As with other electronic media, radio was met with worries from the adult world. In Sweden, as in other countries, it was a common anxiety that too much listening could make children passive and less eager to play. In the 1940s, Swedish teachers expressed worries about being regarded as mere “loudspeakers” by children accustomed to passively listening to radio. However, compared with reactions to other electronic media, radio seems to have incited relatively few “moral panic” attacks. Partly this can be explained by radio’s supposed usefulness in education (discussed below).

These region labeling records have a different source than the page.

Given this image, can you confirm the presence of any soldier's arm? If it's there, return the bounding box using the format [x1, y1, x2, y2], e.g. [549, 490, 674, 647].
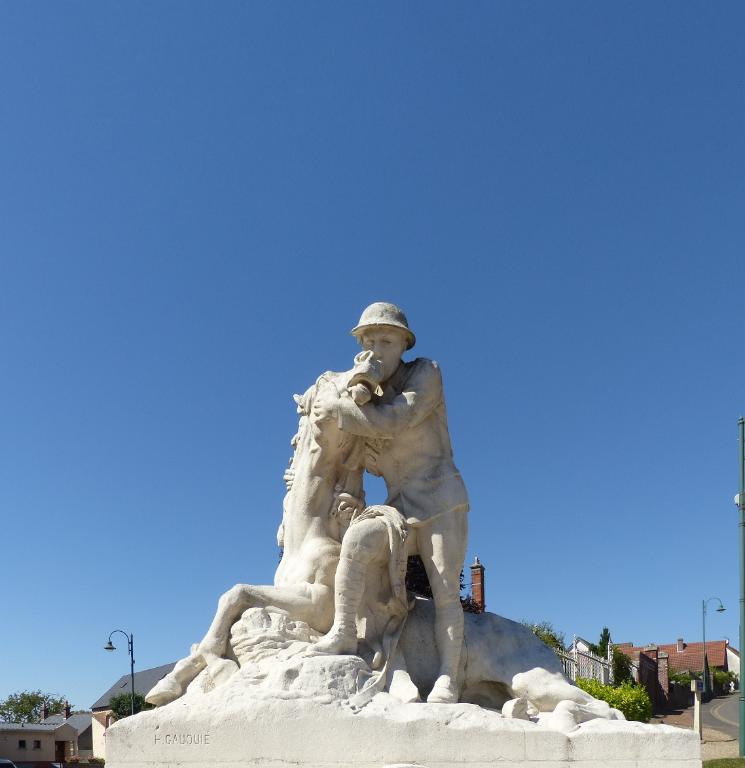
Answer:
[337, 360, 442, 437]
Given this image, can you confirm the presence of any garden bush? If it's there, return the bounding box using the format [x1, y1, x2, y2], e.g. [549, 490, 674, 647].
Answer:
[577, 677, 652, 723]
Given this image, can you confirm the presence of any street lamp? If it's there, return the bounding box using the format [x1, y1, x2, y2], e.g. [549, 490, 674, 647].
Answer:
[735, 416, 745, 757]
[701, 597, 727, 697]
[103, 629, 135, 714]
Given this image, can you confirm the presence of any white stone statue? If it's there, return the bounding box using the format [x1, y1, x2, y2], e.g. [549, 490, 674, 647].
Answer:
[107, 302, 699, 768]
[146, 302, 614, 717]
[313, 302, 468, 703]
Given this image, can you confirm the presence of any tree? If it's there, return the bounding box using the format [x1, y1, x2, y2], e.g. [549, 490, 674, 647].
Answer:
[0, 691, 66, 723]
[597, 627, 610, 659]
[520, 620, 566, 651]
[613, 648, 634, 685]
[109, 691, 153, 720]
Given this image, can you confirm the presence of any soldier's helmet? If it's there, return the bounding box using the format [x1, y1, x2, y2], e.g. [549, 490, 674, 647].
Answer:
[350, 301, 416, 349]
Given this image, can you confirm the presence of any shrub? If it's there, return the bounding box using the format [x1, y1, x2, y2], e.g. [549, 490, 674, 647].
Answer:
[713, 669, 737, 688]
[577, 677, 652, 723]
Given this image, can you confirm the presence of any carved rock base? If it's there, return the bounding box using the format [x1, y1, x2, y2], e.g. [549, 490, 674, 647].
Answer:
[106, 685, 701, 768]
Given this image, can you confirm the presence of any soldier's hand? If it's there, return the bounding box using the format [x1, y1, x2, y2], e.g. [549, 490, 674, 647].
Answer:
[313, 389, 339, 421]
[336, 493, 365, 520]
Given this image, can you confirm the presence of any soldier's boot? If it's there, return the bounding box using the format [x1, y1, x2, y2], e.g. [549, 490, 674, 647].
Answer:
[427, 600, 463, 704]
[314, 555, 367, 655]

In the 1950s, when TELEVISION was introduced, researchers in Britain came to the conclusion that television reduced radio listening more than it reduced any other activity. In spite of this, one in three children said that if they had to do without radio they would miss it quite a lot. The study also noticed that children who had been watching television for several years listened a little more often to the radio. This was described as a revival in line with reports of adults’ media behavior. While radio plays could not compete with television plays, other types of programs held listeners’ interest, including panel games, discussions, music, and sports commentaries.

Other studies have arrived at the similar conclusion that, with increasing age, children spent more time with radio than with television. TEENAGERS in particular have been found to be regular radio listeners. Researchers have attributed this to the socialization effects of radio, although explanations of what those effects are have varied over time. In the 1970s socialization to political virtues was considered to be an important factor, while in the 1980s, radio was seen as a source for identity formation in a peer group. This change can be related to the shift of content in programs addressed to teenagers. In the 1980s and 1990s teenagers listened more to music than to anything else on radio.